For decades, Americans have flocked to the suburbs in search of more space, better schools, and a break from everyday life in the city. These traits have become more relevant in the age of COVID-19 and unrest in U.S. cities where President Trump promises to defend the suburban lifestyle.
Whether landlords are buying existing homes or building from scratch, they want the same things that families have always preferred. That means free bedrooms, large garages and good neighborhoods.
However, the new wave of investment shows how the single-family rental industry could transform the US housing market and offer affordable homes whose residents do not benefit from rising values.
"It's not a substitute for trying to build wealth, but it gives you more options when you're trying to figure out where to live or when you're trying to build credit," said Cheryl Young, an economist at Zillow.
On a September morning, several work teams were busy at one of American Homes 4 Rent's new communities in Lake Stevens, Washington, about 35 miles northeast of Seattle. Rent is approximately $ 2,700 per month for a four-bedroom, fenced-in back yard in the 27-house estate that winds through a road that ends in a roundabout that leads to a wooded area and elementary school.
There's little that sets the neighborhood apart from some of the others nearby developed by traditional home builders, and tenants are moving in about as quickly as the homes are finished.
American Homes was founded in 2012 by self-storage billionaire B. Wayne Hughes and in its early years built property management systems for operating homes acquired after the foreclosure crisis.

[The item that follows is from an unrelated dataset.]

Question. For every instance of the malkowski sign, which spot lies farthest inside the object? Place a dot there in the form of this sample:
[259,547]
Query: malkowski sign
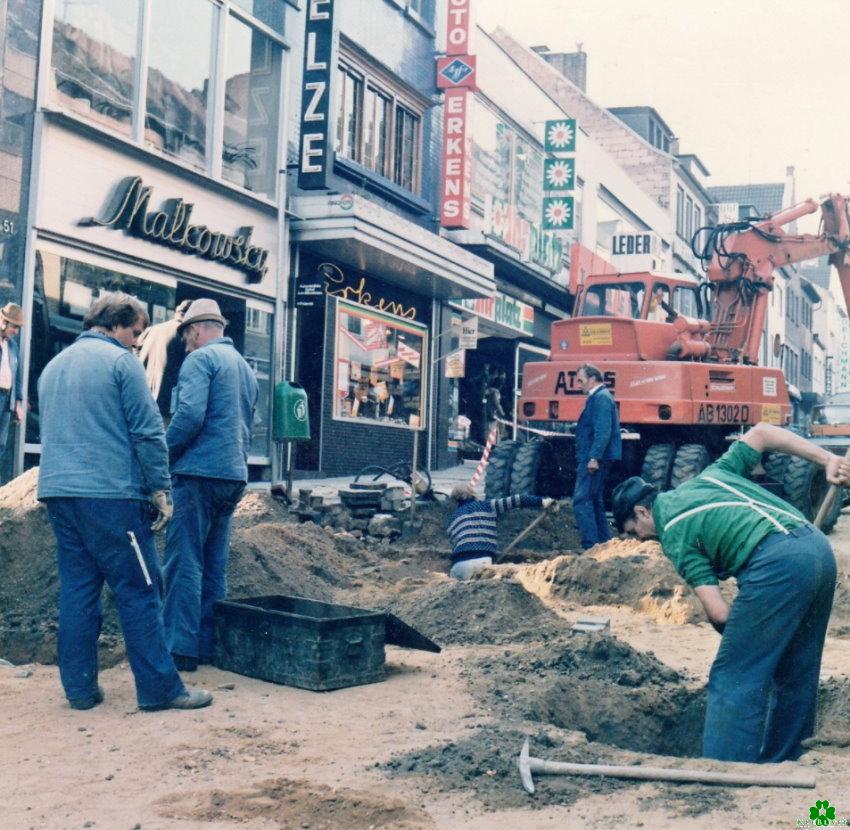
[314,156]
[456,75]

After rising property prices made it harder for the company to find bargains, it decided to build rental homes for itself. Nowadays, new communities are opening at the rate of about one per week, CEO David Singelyn said in an interview. The company's share has increased 51% since the market bottomed on March 23.
Christopher Bernard, 34, signed a lease on a new American Homes lot in Eagle Mountain, Utah, about 40 miles south of Salt Lake City, after he and his wife were unable to close a newly built home in the area. The rental house has a nicer finish and costs less per month than what they would have paid for a mortgage.
"Someone who owns their house is no different from someone who rents," said Bernard, who teaches at a nearby university. "I'm proud because I can let my child run around on the lawn."
American Homes, which has raised $ 625 million through a joint venture with JPMorgan's asset management company, isn't the only company to offer earmarked rents. Another early player in the industry, Amherst Group hired a former construction manager as chief operating officer this summer to buy land and build their own homes. A former Colony Capital Inc. executive raises $ 1.2 billion in equity and debt to build 5,000 rental homes.
It will not be easy for institutional landlords to redesign the suburbs. Competition for construction workers, building materials, and land could hold back rental developers, while low mortgage rates help boost property prices, making it more difficult for tenants to buy property.
According to John Burns Real Estate Consulting, mom and pop landlords still own the vast majority of single-family homes. Large investors control around 2% of all rental apartments.
Still, the industry has become a popular way for Wall Street to capitalize on the rising demand for housing, especially as millennials look for more space and struggle to find homes they can afford to buy.
"If you take a step back, there won't be enough houses and not enough affordable housing," said Drew Flahive, who runs Amherst's single-family rental business. "Our main focus in this deal is creating a supply with such high demand."